A volte a causa della paura di essere continuamente spiati contro la propria volontà e dell’esistenza di un grande fratello che possa sapere tutto di noi si rischia di fare il passo più lungo della gamba e di ritrovarsi a perdere una causa contro Apple.
È il caso di alcuni utenti iPhone che avevano citato in giudizio l’azienda temendo di essere spiati anche quando avessero disabilitato la geolocalizzazione. Secondo il giudice Koh (la stessa che si è pronunciata già due volte a favore di Apple nei due processi promossi da Samsung), “gli attori devono dimostrare che effettivamente la propria privacy sia violata dalla convenuta e non devono semplicemente assumerlo in citazione”. In parole povere, non si può addurre di essere spiati senza avere uno straccio di prova in merito, né si può sperare che per una domanda così generica si possano disporre perizie di ufficio.

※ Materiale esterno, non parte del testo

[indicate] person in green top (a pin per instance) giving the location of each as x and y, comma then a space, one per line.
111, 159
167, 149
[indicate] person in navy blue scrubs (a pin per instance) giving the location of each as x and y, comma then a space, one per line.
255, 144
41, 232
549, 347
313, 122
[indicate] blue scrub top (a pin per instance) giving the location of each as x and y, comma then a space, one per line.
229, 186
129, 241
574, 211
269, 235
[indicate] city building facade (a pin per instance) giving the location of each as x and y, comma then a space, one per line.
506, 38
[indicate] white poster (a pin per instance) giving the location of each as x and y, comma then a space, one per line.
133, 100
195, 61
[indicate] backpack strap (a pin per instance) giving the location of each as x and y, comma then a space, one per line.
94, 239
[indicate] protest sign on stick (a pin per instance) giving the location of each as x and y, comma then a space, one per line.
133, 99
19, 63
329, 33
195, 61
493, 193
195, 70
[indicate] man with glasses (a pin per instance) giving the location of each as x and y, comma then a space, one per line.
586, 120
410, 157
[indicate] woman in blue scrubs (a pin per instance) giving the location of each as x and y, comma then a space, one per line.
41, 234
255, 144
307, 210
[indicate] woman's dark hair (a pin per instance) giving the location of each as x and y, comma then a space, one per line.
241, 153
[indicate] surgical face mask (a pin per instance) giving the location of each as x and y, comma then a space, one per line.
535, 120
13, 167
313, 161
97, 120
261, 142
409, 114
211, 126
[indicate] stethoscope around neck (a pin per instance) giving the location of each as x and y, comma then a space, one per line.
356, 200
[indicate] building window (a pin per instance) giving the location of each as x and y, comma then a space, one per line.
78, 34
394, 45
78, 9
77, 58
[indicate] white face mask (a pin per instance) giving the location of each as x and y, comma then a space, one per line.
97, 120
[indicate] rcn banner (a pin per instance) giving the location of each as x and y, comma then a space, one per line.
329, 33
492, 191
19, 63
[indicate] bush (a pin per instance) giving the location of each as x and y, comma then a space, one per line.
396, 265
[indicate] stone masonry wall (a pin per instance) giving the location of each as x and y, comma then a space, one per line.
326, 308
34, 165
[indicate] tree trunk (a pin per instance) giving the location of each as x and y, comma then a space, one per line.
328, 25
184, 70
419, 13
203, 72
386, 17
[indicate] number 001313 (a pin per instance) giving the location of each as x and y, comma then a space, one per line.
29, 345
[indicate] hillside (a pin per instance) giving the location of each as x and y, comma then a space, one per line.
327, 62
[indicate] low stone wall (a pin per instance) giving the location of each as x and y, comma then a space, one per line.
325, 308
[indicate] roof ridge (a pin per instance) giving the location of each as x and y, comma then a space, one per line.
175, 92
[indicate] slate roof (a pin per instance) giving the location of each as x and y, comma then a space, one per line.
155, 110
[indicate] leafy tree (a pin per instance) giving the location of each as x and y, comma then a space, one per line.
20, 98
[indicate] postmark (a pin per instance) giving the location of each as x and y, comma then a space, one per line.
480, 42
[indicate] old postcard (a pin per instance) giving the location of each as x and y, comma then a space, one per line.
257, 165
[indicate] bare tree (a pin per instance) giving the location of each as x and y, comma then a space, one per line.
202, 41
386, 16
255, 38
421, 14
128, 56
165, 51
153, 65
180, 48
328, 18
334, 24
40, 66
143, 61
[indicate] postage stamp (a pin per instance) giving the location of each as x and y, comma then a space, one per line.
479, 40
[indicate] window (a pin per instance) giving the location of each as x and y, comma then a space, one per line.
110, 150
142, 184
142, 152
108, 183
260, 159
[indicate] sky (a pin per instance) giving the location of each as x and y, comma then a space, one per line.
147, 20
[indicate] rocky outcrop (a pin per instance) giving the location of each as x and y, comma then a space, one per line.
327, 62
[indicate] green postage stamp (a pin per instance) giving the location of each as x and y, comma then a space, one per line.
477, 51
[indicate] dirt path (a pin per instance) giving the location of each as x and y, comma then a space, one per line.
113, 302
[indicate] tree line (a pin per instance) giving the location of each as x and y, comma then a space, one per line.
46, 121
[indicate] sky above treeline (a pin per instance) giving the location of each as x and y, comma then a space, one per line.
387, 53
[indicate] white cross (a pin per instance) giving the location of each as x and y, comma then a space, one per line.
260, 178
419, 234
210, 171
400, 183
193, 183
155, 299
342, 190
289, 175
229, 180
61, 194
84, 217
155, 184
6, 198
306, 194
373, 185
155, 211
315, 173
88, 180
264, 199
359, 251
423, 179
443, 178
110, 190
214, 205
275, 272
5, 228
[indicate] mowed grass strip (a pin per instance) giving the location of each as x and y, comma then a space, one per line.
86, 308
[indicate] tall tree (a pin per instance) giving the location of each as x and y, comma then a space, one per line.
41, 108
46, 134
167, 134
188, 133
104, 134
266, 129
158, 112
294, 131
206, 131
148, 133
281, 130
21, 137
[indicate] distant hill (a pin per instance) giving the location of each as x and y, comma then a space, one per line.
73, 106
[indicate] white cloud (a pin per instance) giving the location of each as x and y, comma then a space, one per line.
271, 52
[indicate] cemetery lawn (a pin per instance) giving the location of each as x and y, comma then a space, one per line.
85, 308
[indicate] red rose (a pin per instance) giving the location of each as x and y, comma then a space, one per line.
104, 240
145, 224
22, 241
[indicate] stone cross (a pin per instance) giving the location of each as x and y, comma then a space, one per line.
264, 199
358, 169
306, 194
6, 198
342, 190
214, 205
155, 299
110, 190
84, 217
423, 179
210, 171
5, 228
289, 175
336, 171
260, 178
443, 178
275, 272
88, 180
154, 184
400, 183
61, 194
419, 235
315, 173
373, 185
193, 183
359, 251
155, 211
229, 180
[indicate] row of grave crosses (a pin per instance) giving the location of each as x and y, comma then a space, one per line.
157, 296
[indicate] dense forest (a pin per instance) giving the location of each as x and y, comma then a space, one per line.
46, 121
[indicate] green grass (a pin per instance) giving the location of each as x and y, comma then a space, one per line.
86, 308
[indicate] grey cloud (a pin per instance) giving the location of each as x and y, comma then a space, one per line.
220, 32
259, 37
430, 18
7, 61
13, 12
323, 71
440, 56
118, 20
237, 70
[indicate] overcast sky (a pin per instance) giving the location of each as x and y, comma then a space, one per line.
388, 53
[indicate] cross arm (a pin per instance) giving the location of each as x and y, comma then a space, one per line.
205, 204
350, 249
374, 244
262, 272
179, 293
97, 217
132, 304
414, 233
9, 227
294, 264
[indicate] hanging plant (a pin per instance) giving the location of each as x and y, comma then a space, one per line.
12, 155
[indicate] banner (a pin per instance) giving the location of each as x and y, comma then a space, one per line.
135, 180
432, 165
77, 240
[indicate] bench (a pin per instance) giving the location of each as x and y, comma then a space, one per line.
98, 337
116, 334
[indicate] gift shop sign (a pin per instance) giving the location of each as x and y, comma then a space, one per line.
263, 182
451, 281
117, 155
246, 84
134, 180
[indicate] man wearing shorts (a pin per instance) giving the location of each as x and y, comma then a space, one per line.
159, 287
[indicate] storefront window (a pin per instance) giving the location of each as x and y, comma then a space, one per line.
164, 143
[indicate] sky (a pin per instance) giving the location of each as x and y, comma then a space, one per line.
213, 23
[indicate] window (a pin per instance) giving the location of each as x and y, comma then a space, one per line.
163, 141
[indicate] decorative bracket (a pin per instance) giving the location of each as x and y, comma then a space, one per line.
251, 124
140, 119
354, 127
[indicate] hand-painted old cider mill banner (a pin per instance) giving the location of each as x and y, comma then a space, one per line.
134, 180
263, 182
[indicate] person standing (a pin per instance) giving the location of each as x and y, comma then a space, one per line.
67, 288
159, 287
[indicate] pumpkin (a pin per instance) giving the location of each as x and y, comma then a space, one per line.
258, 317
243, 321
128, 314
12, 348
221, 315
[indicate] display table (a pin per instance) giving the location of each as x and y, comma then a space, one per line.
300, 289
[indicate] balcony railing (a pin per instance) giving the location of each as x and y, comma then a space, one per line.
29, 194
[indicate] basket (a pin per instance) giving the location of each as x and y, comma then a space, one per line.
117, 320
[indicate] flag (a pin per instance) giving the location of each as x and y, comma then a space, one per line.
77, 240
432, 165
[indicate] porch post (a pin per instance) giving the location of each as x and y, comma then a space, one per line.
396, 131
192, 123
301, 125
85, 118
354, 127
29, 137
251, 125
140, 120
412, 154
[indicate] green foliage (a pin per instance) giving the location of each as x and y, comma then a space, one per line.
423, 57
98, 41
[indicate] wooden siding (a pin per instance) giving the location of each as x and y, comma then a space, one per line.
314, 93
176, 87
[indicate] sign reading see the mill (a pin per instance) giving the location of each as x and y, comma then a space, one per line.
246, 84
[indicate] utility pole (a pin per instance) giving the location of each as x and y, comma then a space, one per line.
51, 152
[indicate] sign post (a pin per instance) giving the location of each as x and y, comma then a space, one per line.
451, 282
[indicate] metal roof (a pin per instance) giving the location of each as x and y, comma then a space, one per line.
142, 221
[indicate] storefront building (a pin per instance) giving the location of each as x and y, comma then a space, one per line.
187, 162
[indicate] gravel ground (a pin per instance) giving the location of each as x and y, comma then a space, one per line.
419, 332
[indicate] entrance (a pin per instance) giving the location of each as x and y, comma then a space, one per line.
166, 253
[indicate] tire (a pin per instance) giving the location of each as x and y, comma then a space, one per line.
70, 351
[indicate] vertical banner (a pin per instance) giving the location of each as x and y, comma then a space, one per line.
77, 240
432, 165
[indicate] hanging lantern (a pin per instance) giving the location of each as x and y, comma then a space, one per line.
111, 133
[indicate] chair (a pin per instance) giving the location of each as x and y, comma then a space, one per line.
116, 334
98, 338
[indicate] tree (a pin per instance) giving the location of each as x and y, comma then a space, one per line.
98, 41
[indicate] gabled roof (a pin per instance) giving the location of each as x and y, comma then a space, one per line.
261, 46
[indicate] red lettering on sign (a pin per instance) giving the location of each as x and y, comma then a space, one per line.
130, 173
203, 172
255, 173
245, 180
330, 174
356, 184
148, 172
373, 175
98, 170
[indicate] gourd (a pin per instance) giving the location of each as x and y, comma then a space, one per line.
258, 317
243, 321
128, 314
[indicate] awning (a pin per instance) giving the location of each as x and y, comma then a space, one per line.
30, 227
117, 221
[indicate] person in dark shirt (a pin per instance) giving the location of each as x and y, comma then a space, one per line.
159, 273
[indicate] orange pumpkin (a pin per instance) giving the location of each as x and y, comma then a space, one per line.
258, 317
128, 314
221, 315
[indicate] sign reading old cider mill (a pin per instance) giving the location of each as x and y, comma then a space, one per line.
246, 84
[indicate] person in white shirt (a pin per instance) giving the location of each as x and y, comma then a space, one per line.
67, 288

Questo è stato uno dei primi processi promossi che ha visto Apple accusata di violazione della privacy degli utenti e, in seguito ad esso, sono nati altri 19 processi collegati che, a questo punto, rischiano di avere un epilogo abbastanza prevedibile.
Una gran bella vittoria da parte di Apple contro chi, spesso, si nasconde dietro citazioni fumose per ottenere una qualche forma di risarcimento o, peggio, un po’ di pubblicità.